Now turn left on the Platia, and walk along the main road, Igoumenou Gavriil, another 600 m past the secluded city park until you reach the bus station.
Museums of Crete
The Archaeological Museum of Rethymno
The city's old Archaeological Museum at the entrance to the Fortezza was closed in 2015. A new one is being planned, but is unlikely to become reality before 2022. In the meantime, some exemplary items of particular significance from the extensive collection are on display in the former Roman Catholic church of San Francesco. The exhibition may be small, but it has been lovingly arranged. It takes about 10-15 minutes to walk around.
San Francesco Church was originally the katholikon of a Carmelite Monastery and the burial site for many nobles and wealthy people in the Venetian period. The Ottomans integrated it into the complex of their Nerantze Mosque and used it as a poor house. The portal of the church is particularly worth seeing. It is in a Renaissance style, dating back to the late 16th century.
We recommend going around the exhibition anti-clockwise. Going past some stone-age artefacts, including some small Cycladic idols, as well as small items from Minoan times, you will come to three, free-standing sarcophagi from the Late Minoan period (1400-1300 B.C.). They come from the cemetery in Armeni oak grove, which is well worth a visit. The small sarcophagus is decorated with a floral motif. The midsize and the large sarcophagi have extremely vivid depictions of hunting scenes. The hunters use speers to catch deer and wild goats.
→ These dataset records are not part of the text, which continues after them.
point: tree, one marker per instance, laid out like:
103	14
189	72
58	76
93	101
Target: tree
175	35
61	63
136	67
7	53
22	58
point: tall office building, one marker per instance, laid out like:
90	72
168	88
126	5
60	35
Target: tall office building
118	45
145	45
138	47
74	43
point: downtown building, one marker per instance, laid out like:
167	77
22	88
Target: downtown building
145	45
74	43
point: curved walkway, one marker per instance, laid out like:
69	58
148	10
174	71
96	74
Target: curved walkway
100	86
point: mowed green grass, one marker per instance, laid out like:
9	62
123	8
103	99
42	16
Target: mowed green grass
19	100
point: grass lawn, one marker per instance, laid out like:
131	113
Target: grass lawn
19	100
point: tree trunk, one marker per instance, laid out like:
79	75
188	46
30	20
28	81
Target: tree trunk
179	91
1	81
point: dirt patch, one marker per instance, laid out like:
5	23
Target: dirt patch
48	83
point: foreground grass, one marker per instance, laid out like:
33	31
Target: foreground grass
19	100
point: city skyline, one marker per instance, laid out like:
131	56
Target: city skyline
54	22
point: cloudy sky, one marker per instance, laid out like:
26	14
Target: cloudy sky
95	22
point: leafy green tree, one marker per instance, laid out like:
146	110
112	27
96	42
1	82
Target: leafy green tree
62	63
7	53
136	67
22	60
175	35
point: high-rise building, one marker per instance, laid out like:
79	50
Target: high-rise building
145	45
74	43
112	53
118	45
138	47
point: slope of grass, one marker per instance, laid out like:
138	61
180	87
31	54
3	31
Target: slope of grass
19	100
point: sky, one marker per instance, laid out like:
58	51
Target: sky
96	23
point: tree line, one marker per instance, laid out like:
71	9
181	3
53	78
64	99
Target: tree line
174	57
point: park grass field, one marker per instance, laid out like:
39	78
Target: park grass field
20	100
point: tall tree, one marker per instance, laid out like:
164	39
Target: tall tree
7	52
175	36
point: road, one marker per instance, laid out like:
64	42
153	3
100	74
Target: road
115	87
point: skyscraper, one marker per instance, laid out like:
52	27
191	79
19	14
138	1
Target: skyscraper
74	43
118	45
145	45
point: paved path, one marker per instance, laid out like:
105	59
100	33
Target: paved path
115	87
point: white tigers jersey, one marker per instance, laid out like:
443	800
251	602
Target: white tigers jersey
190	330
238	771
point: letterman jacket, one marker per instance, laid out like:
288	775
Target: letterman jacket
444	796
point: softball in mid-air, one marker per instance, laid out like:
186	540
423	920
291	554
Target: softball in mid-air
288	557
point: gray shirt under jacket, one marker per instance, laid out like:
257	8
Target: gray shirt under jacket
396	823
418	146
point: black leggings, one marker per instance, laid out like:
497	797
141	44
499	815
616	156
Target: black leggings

Opposite the sarcophagi, a display cabinet on the wall contains a krater (a ceramic vessel with two handles). You can clearly see three dancing warriors from the 10th century B.C. depicted on it in a "stick-man" style. The krater comes from Thronos on the edge of the Amari Valley. The figurine of a donkey carrying a loaded basket dates back to the Hellenistic period, and looks like a child's toy. Maybe a little Cretan played with it in the 3rd century B.C.?
A marble object in a display cabinet on the formwork wall appears extremely odd. At first glance it looks like a toilet seat. But it was an important invention for sailors: using this contraption, they were able to raise stuck anchors!
The last objects in the exhibition date back to early Christian and early Byzantine times (395-843), as does this "toilet seat". A hunting scene is again depicted here, this time as a fragment of a mosaic: a hunter with a sword and his dog is standing in front of a boar, intending to slay it. The mosaic was laid in the 4th/5th century in Lappa, known today as Argyroupolis.
Info: Archaeological Museum of Rethymno, Temporary Exhibition, San Francesco Church, Odos Ethnikis Antistaseos / Agiou Frangiskou, Rethymno Old Town, Tue-Sun, 10 am -6 pm, admission €2.